Fear of COVID-19 should not delay cancer patients from undergoing radiation therapy, a Rutgers study suggests. U.S. News & World Report interviews Bruce Haffty, chair of radiation oncology at Cancer Institute of New Jersey, whose team tested surfaces at Robert Wood Johnson University Hospital over six days during the height of the pandemic. “Cancer care should and must continue in a COVID pandemic,” says Haffty, “and it can be delivered safely and effectively with minimal risk…provided routine measures like mask-wearing, hand-washing, distancing, and screening are in place and adhered to.”

U.S. News and World Report | Cancer Radiation Can Safely Proceed During COVID-19 Pandemic: Study

Nanowerk, an online portal dedicated to nanoscience and emerging technologies, reports on cutting-edge cosmological research in the Department of Physics and Astronomy in the School of Arts and Sciences. “Our supercomputer-generated simulations provide the highest-ever resolution of a Milky Way-type galaxy,” says associate professor Alyson Brooks. “The high resolution allows us to simulate smaller neighbor galaxies [better] than ever before—the ‘ultra-faint’ dwarf galaxies. These tiny galaxies are mostly dark matter…and this is the first time that they have ever been simulated around a Milky Way-like galaxy.”

nanowerk.com | Galaxy simulations shed light on Milky Way’s origins

According to the American Psychological Association, only 16 percent of psychologists in the U.S. identify as Black, Hispanic, Asian, or multiracial. That statistic, reports the Asbury Park Press, underscores an alarming need for more therapists of color in the wake of George Floyd’s murder, America’s racial reckoning, and the trauma of the pandemic. The story features Jeannine Adams, a mental health clinician with Rutgers University Behavioral Health Care, who also maintains her own practice and whose clients are mostly African Americans and other people of color.
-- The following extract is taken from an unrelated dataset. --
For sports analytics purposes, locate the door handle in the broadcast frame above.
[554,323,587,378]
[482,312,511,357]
app.com | Pandemic, social unrest increase need for therapists of color, accentuate shortage

Young voters are feeling less than enthusiastic about their choices for president: two white male septuagenarians, says Susan J. Carroll, a professor at Rutgers’ Center for American Women and Politics. But she tells PBS News Hour that Joe Biden’s choice of Kamala Harris as his running mate may have boosted his appeal among female voters. “I think the symbolism will create more activism and energy around the ticket, and in the Black community more generally,” Carroll says.

PBS News Hour | Isolation and frustration are keeping some voters from election excitement

Shopping for back-to-school clothes will probably be more subdued this fall, a Rutgers professor who studies consumer psychology tells CNBC. “Everyone, including kids and parents, are aware that this is when so many in the world are struggling and you want to be more understated in how you dress,” says Ashwani Monga, who is also provost and executive vice chancellor at Rutgers University–Newark. “This is not the time to make an entrance.”

CNBC | Forget back-to-school bargains: Retailers waiting it out as parents postpone purchases

The death of actor Chadwick Boseman was a blow for his many fans, especially in a year that has seen so much struggle and loss, says Brittney Cooper, associate professor of women’s and gender studies at Rutgers. Los Angeles Times quotes her comments in an appearance on MSNBC: “Black Panther was not just a movie,” Cooper says. “All of the roles he played were not just movies, they were cultural experiences that affirm the depths and possibility of our humanity. What it feels like in 2020 is that we are losing the people that help us to get up every day and fight again because they show the best of us.”